All good points, but here's something else to consider. Look at this room:
23. Barren Room, locked door in north, stairs down to level 2.Is that room empty? Not at all. It contains a locked door and a staircase. At the bare minimum, the room's structure provides the necessary interactivity to make the room worth looking at. Now, empty rooms with empty doorways would provide much less structure, especially if there aren't even any other exits. The tendency of some designers to use linear dungeon structures is what makes empty rooms more boring. If you had a hundred-foot long hallway that extends south from the dungeon entrance, then turns east, and there were four doorways on the west wall of the hallway that each lead to a 20-foot square room with no other exits, it would be pretty boring if all the rooms were empty.
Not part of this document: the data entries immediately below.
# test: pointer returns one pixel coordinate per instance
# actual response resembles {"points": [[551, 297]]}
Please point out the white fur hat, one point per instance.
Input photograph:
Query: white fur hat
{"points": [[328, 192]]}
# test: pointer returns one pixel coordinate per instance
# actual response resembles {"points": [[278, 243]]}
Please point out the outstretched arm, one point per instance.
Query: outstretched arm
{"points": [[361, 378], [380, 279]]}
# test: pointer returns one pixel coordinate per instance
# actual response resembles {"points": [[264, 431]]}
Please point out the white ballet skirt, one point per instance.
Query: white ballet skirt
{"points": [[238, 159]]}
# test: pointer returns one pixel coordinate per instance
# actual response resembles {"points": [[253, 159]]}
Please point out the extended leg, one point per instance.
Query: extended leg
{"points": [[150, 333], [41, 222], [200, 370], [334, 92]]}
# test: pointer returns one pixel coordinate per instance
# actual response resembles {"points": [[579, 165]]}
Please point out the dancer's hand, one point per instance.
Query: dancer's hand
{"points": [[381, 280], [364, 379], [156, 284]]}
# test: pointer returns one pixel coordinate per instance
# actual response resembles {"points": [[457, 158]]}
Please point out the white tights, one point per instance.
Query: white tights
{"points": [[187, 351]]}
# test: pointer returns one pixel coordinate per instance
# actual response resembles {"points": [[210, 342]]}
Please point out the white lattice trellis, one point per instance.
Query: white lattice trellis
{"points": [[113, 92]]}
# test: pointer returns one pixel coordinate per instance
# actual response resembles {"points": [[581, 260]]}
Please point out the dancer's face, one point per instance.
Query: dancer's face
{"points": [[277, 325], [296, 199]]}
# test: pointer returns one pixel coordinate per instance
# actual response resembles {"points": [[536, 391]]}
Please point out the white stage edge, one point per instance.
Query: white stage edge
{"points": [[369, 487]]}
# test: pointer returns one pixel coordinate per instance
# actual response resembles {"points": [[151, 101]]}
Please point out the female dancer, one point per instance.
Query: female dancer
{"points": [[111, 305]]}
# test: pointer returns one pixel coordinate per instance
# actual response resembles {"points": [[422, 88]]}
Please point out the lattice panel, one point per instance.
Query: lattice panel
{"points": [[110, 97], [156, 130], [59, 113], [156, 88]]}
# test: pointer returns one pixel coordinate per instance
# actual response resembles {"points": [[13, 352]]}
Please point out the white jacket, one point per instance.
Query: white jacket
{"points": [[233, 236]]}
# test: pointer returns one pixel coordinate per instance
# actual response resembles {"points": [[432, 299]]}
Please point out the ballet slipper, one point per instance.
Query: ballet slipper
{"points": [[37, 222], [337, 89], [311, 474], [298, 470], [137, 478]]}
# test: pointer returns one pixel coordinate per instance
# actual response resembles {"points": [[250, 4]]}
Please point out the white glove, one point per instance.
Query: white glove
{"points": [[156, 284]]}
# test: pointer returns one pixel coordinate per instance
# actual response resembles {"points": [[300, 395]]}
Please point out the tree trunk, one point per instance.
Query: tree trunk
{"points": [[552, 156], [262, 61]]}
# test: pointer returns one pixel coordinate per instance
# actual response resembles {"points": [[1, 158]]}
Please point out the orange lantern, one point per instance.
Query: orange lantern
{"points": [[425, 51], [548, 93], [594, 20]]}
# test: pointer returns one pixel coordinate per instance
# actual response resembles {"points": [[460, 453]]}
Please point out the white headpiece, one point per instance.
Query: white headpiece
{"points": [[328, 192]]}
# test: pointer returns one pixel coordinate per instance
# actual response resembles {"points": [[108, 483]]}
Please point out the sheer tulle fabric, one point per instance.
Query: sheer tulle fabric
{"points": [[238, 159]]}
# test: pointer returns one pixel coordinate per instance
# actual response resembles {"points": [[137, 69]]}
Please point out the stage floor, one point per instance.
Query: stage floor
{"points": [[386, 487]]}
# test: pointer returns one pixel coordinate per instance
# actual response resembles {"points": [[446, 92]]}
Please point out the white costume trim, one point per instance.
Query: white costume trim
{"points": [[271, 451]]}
Put a locked door on them, at the very least, and a fifth locked door that leads to another corridor to a more interesting section of dungeon. And put a room with a monster around that east turn, so that the monster can investigate any sounds of doors being busted down.
Structure isn't the only way to make an empty room interactive. Let's say that same hundred-foot corridor with four rooms to the west is a crypt area. Each room contains a sealed sarcophagus. One room has some treasure in the sarcophagus. Another has the cliche skeleton that comes to life when disturbed. The other, empty rooms thus become less empty simply because of the context: the players will just know you are going to have something jump out of one of those sarcophagi, but there might be treasure in one... opening each normal sarcophagus and riffling through each normal corpse's belongings is thus tense, even though technically there's "nothing" in half the rooms. But it's the kind of nothing that could be something.